Юрка отслужил в армии, поступил в семинарию, но не забыл своего ученика. Затем  пришла его пора служить в армии. И два года в стройбате он учился  отлынивать от службы и постигал благодатную силу стука. Дело опасное, но давало возможность выжить в этом суровом мире. И действительно, если начальство право, уже потому что оно начальство, почему бы всеми силами не работать на него?  Впрочем, Женька никогда не занимался философскими размышлениями, малейшие мысли о правде сломали бы его. Он всегда был практиком и практиком очень талантливым. Сколько ненужных и вредных людей, стоявших на его пути  он уничтожил! И сделал прекрасную карьеру!
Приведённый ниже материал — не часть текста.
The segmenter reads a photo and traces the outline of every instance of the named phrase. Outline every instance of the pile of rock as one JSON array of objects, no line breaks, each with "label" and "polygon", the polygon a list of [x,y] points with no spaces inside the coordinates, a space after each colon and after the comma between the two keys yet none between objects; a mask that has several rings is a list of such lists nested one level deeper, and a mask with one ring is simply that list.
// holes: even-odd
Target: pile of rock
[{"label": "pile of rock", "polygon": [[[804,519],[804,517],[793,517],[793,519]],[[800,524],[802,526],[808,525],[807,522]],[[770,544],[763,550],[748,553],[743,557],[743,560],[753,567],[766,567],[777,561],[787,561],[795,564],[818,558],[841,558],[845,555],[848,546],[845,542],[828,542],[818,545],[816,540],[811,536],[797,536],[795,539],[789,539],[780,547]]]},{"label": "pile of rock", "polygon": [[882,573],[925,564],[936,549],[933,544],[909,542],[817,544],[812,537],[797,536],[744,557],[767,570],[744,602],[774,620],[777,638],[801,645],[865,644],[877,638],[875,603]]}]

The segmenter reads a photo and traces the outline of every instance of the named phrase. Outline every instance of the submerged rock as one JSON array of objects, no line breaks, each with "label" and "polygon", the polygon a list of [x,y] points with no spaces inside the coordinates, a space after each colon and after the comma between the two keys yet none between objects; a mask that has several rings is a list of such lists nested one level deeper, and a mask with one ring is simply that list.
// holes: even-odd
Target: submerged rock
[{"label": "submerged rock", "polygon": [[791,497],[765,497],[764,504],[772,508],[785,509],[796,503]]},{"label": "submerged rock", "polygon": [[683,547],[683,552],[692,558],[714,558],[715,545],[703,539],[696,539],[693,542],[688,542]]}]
Затем с некоторыми усилиями он поступил в семинарию, в которой уже учился Юрка, сумевший прицепиться  иподиаконом к какому-то митрополиту благодаря природной сметливости. Учиться ему было тяжело. Там где можно было заучить, зазубрить - получалось. Но там, где преподаватель предлагал подумать - был сплошной облом. К счастью, тогда думать начинали только в академии, и семинарию Женька закончил довольно легко. Конечно, приходилось не только информировать начальство, но и  стоять при дверях. Были такие люди в духовных школах, которые всегда учтиво открывали дверь инспектору.  И он неизбежно отвечал про себя: "Какой смиренный студент! Из него выйдет хороший батюшка".  Женьке приходилось выявлять опасных для дела семинаристов, чтобы церковь не получала вредных батюшек.
О продолжении богословской карьеры в отношении Женьки не помышлял даже самый оторванный от действительности фантазер. Но после окончания семинарии все пошло как по маслу: диаконство, священство. Низкие поклоны перед начальством. И чем они были ниже, тем успешнее двигалось дело у смиренного диакона, священника. Постепенно, под руководством Юрки, укрепившись на новом поприще, Женька стал расправлять грудь, тем более, что неожиданно свалившиеся на страну обстоятельства, требовали набирать больше воздуха в легкие.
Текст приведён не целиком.